Institute of Photogrammetry and GeoInformation Research Research Groups Radar remote sensing Completed projects
Analysis and processing of Digital Elevation Models derived from airborne laser scanning (2002)

Analysis and processing of Digital Elevation Models derived from airborne laser scanning (2002)

Team:  Peter Lohmann
Year:  2002
Duration:  1999-2002
Is Finished:  yes

Cooperation with :  Deutsche Steinkohle AG and Land Surveying Office Nordrhein-Westfalen

Research Group: GIS-based thematic image interpretation

Contact Person: Peter Lohmann

Background and Goal:
Numerous publications are concerned with the accuracy of Digital Terrain Models(DTM), generated from Laser measurements from aeroplanes provided by different firms. This accuracy is influenced by many factors, which in turn have different types of effects. Whereas the height accuracy can be found in the order of a dm, the positional accuracy is much smaller. Similarly, this effect influences the height accuracy in a way that the steeper the terrain the smaller the attained height accuracy is. In order to qualitatively justify the accuracy, the laser data must be compared with reference data. The correspondence of points in the terrain and in the height data sometimes is difficult - for instance: corners of buildings present in most cases difficulties, because the laser data depicts a low density of points. Conclusions on the positional accuracy can be reached, when two independent terrain models, for instance, two Laser-Terrain Models produced from different systems (producers) are compared

Task and Methodology
The suitability of a Laser-DTM can also be determined through the quality of Filtering. Components of the topography, like Buildings and Trees have to be automatically deleted from the laser scanner derived Digital Terrain Model. Different types of mathematical assessments or algorithms can be employed. The problem, is however, the typical distortions in error distribution of the laser data. With reference to the terrain, only small negative errors (below the terrain) are revealed from the data, in comparison to large positive errors (vegetation and building points above the terrain). This fact has to be considered. In this respect, the methods of linear prediction and morphological filtering have been investigated and applied. Further tests on other procedures are under preparation.

Results
The first investigation that applied linear prediction as filtering method showed that, iterative procedures must be applied. This is especially important since the results would otherwise be strongly influenced by large height values being located far above the mean terrain level. Forest regions gave satisfactory results, whereas points lying on breaklines of the terrain or on buildings were problematic.

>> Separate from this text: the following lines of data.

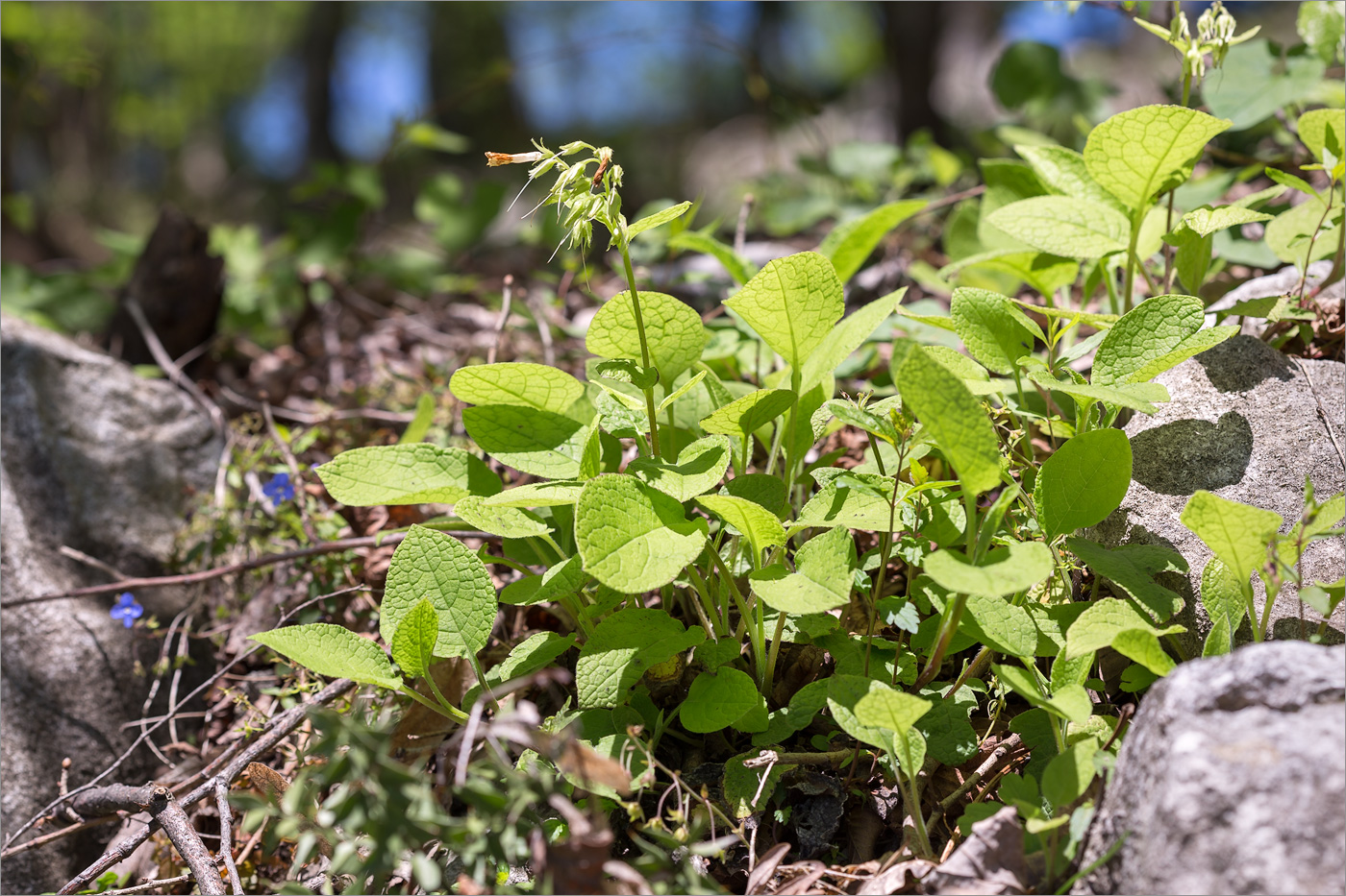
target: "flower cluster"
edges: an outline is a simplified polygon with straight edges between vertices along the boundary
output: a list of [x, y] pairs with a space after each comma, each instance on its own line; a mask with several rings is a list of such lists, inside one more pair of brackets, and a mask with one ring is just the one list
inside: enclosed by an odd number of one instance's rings
[[1198, 83], [1206, 77], [1207, 52], [1214, 67], [1218, 69], [1224, 65], [1225, 54], [1229, 52], [1230, 47], [1248, 40], [1261, 30], [1261, 26], [1257, 26], [1252, 31], [1245, 31], [1234, 36], [1234, 28], [1238, 27], [1238, 23], [1234, 22], [1234, 16], [1229, 13], [1229, 9], [1225, 9], [1219, 0], [1210, 4], [1201, 13], [1201, 17], [1197, 19], [1195, 39], [1193, 39], [1191, 28], [1187, 24], [1187, 13], [1180, 9], [1174, 16], [1167, 31], [1140, 17], [1135, 22], [1145, 31], [1159, 35], [1178, 50], [1183, 55], [1184, 74], [1189, 78], [1195, 78]]
[[120, 619], [121, 624], [131, 628], [136, 620], [145, 615], [145, 608], [136, 603], [136, 596], [129, 591], [117, 595], [117, 603], [112, 605], [108, 615]]
[[[581, 253], [588, 250], [594, 241], [595, 221], [607, 227], [608, 246], [616, 245], [618, 235], [626, 230], [626, 218], [622, 215], [622, 198], [616, 192], [622, 186], [622, 165], [612, 164], [612, 149], [594, 147], [581, 140], [565, 144], [559, 152], [552, 152], [537, 140], [533, 145], [537, 147], [537, 152], [487, 152], [486, 164], [495, 167], [536, 163], [528, 172], [529, 180], [537, 180], [556, 168], [556, 182], [552, 183], [546, 199], [533, 211], [542, 206], [556, 206], [561, 226], [569, 231], [567, 241], [572, 249], [579, 249]], [[594, 155], [575, 164], [563, 160], [563, 156], [572, 156], [584, 149]], [[596, 165], [592, 174], [590, 174], [591, 165]]]
[[261, 494], [273, 505], [293, 500], [295, 483], [289, 480], [289, 474], [276, 474], [262, 484]]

Here, the morphologic filtering method and especially the procedure of Dual-Ranking produced good results, whereby, for instance, buildings could be automatically recognized. The size of the filtering mask applied on the building could be automatically adapted. However, the application of this type of filtering requires a certain à priori knowledge about the terrain, to ensure that the parameters selected do not introduce a smoothing of the natural terrain.